Thursday, May 07, 2026

“Boy, I Blew That!”—Leo Kottke πŸ€–

 I am posting this quote from NTodd (at Thought Criminal):

I work extremely closely with AI these days in my job (nature of the beast, and I'm working hard to resolve philosophical/ethical tensions, don't at me). Dawkins is a fucking idiot if he thinks a goddamned fancy calculator (that cannot do actual math) is conscious. I could show him what LLMs actually are, mere probability engines, and there's no goddamned way they are conscious. In fact, the tools I've built would be the first to tell him so. Dude still must fall for "I got your nose," too.
...because he better explains my objection to LLM’s than I ever have.

As I’ve said, I’ve seen this before, in human beings.

When I was teaching English the first time, in the late ‘70’s as a TA, I had a student who was the strongest writer I’d ever encountered. She had a very large vocabulary, but she equally seemed to have no idea what the words meant; or how to use them effectively. 50 years later, she reminds of an LLM. She used words like a probability engine, trying not to clarify, but to be as impressive as she could. It was dazzling; but it was empty. She wasn’t saying anything, but was using a lot of extraordinary words to say it. Thinking is hard, but that’s why we teach writing: to teach you how to think. She could write. She didn’t want to learn to think about what she was writing.

I’ve done an enormous amount of reading (most of it garbage, frankly. That’s not a condescending remark, it’s true. I have shockingly low taste.). That gives me some experience in recognizing writing produced by humans, and writing produced by… well, “probability engine” is a good term. I have a somewhat analytical mind, but it never works as well as I want it to; and I struggle to clarify my thoughts, seldom really doing so. Which is to say, I can see crap when I encounter it. And LLM’s don’t “think.” They aggregate words based on patterns of usage, not unlike a child learning language. My daughter invented phrases when she was young; the family favorite was “I’m full of hands,” when she meant her hands were already full. Right words, right concept, but not the right cliche. (We do talk by familiar phrases. It’s what distinguishes the native speaker from the student of a new language. It’s what ST:NG was getting at in the episode where the “aliens” spoke English, but conversed entirely in references to their literature. We do that, too. “To illustrate my last remark/Jonah and the whale/Noah and the Ark.” I taught high school students who missed those Biblical references. So it goes.) My daughter soon learned the correct phrase, and an LLM would pick it up from data. But does autocorrect “learn” not to change some words? Or does it just accept a change in programming?
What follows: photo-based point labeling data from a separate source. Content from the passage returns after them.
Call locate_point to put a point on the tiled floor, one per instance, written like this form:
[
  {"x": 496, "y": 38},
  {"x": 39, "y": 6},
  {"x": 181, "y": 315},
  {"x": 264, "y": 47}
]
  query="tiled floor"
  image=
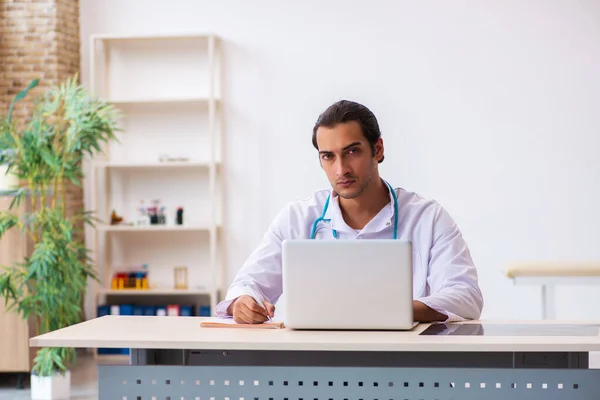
[{"x": 84, "y": 384}]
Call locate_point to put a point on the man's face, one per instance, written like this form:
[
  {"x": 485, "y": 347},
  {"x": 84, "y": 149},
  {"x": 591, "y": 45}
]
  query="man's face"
[{"x": 347, "y": 159}]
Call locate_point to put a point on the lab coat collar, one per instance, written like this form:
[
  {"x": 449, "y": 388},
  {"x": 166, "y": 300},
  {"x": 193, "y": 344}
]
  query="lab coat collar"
[{"x": 381, "y": 221}]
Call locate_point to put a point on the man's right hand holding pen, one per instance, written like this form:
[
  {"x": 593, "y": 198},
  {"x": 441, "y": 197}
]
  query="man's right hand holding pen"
[{"x": 246, "y": 310}]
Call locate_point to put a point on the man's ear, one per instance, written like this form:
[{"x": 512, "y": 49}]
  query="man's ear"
[{"x": 379, "y": 150}]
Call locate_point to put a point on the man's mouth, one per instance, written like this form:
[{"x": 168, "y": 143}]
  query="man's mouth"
[{"x": 346, "y": 183}]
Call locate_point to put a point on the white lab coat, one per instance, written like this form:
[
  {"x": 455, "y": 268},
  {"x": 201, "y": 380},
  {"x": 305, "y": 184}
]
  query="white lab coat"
[{"x": 444, "y": 276}]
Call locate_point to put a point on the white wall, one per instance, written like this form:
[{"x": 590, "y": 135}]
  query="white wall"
[{"x": 490, "y": 107}]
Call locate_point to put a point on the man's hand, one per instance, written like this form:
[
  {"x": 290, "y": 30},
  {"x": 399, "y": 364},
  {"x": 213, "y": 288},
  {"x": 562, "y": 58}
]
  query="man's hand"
[{"x": 246, "y": 311}]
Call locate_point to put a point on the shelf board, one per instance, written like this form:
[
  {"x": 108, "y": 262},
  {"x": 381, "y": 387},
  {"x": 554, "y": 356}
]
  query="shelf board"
[
  {"x": 155, "y": 164},
  {"x": 158, "y": 100},
  {"x": 174, "y": 35},
  {"x": 112, "y": 358},
  {"x": 154, "y": 292},
  {"x": 154, "y": 228}
]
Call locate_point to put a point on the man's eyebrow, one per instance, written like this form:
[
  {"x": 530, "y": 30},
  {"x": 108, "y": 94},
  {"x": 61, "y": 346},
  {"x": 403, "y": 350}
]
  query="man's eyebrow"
[{"x": 345, "y": 148}]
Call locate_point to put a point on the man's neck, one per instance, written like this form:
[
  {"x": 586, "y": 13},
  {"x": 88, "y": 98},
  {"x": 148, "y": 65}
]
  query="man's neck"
[{"x": 359, "y": 211}]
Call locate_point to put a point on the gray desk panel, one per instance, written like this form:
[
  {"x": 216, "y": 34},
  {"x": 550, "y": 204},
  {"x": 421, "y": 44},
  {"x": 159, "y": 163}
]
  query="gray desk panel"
[{"x": 341, "y": 383}]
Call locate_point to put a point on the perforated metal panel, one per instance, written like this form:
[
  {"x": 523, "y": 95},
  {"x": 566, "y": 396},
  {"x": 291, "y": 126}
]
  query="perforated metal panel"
[{"x": 341, "y": 383}]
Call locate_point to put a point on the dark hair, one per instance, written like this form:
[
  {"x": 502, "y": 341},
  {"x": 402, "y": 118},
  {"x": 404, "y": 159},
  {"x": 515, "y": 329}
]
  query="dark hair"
[{"x": 346, "y": 111}]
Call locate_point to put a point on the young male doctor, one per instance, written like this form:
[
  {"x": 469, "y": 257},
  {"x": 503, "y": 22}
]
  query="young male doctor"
[{"x": 361, "y": 205}]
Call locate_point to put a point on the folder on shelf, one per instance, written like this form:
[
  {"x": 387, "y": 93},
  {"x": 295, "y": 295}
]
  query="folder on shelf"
[{"x": 230, "y": 323}]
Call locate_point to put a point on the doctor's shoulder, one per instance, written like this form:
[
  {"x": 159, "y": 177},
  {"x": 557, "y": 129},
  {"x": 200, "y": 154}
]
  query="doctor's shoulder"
[
  {"x": 295, "y": 219},
  {"x": 425, "y": 215}
]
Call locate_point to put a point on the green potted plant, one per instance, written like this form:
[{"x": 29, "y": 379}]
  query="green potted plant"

Sometimes….

I know a lot of people don’t see this flaw as clearly as I think I do. But to me it’s as clear as a flat note played on an instrument, or struck by an unfortunate singer. If you don’t hear it, I did (sometimes. Again, I’m not that good.).

So, insofar as I understand the concept of a “probability engine,” it seems an apt description of an LLM. Especially as it really doesn’t mean “thinking.” Something that’s not only hard to do, but hard to recognize. And yet now we’ve monetized the concept of thinking. Well, we did that with profession long time ago. A great deal of the reasoning of a doctor or a lawyer or someone trained in the sciences is opaque to the rest of us; if the professionals get paid to think, why not pay a computer to do the same? Or the people who say the computer is thinking, anyway. There’s more than a bit of sleight of hand there, which should make us all more skeptical of the people making money off of selling us in AI. Money talks; but that doesn’t mean AI does.

(And Dawkins has been an idiot for a long time. He’s a popular writer, appealing to people who don’t know the subject matter (zoology, evolutionary theory, genetics, religion/theology), and think Dawkins sounds like he does. He’s always been ignorant in philosophy (what is “consciousness” but a philosophical concept?). Now he’s ignorant in computer science, too. (Don’t look at me. I took one course in college (lots of electives to fill), and barely learned how to code in Fortran. In the days of keypunch, when only computer science majors could sit at screens; in their senior year. And I don’t remember a damned thing, except “Garbage in, garbage out.” Because my attempts at programming always produced garbage. I know my limitations. Dawkins is all limitations (but he doesn’t seem to know it.))

2 comments:

  1. ***My daughter invented phrases when she was young; the family favorite was “I’m full of hands,” when she meant her hands were already full.***

    30ish years ago, my then girlfriend and I used to hang out with her 3yo nephew a lot, which was a lot of fun and gave me valuable insight about kids before I became a parent. One of his phrases was "I know this place in the back on my head [like the back of my hand."

    Worked idiomatically, and even semantically, but he also eventually moved from his "plausible" phrasing to "proper". Everything in Large Language Models is about semantic weights (probabilities like your autocomplete), but they miss a lot of human nuances, and can make semantic connections that look plausible on the surface, but then when you interrogate their output, you realize how much word salad it really generates.

    In conclusion: yay, I got a front page pull quote! :-)

    ReplyDelete
    Replies
    1. Well, now the “probability” concept makes perfect sense. Thanks!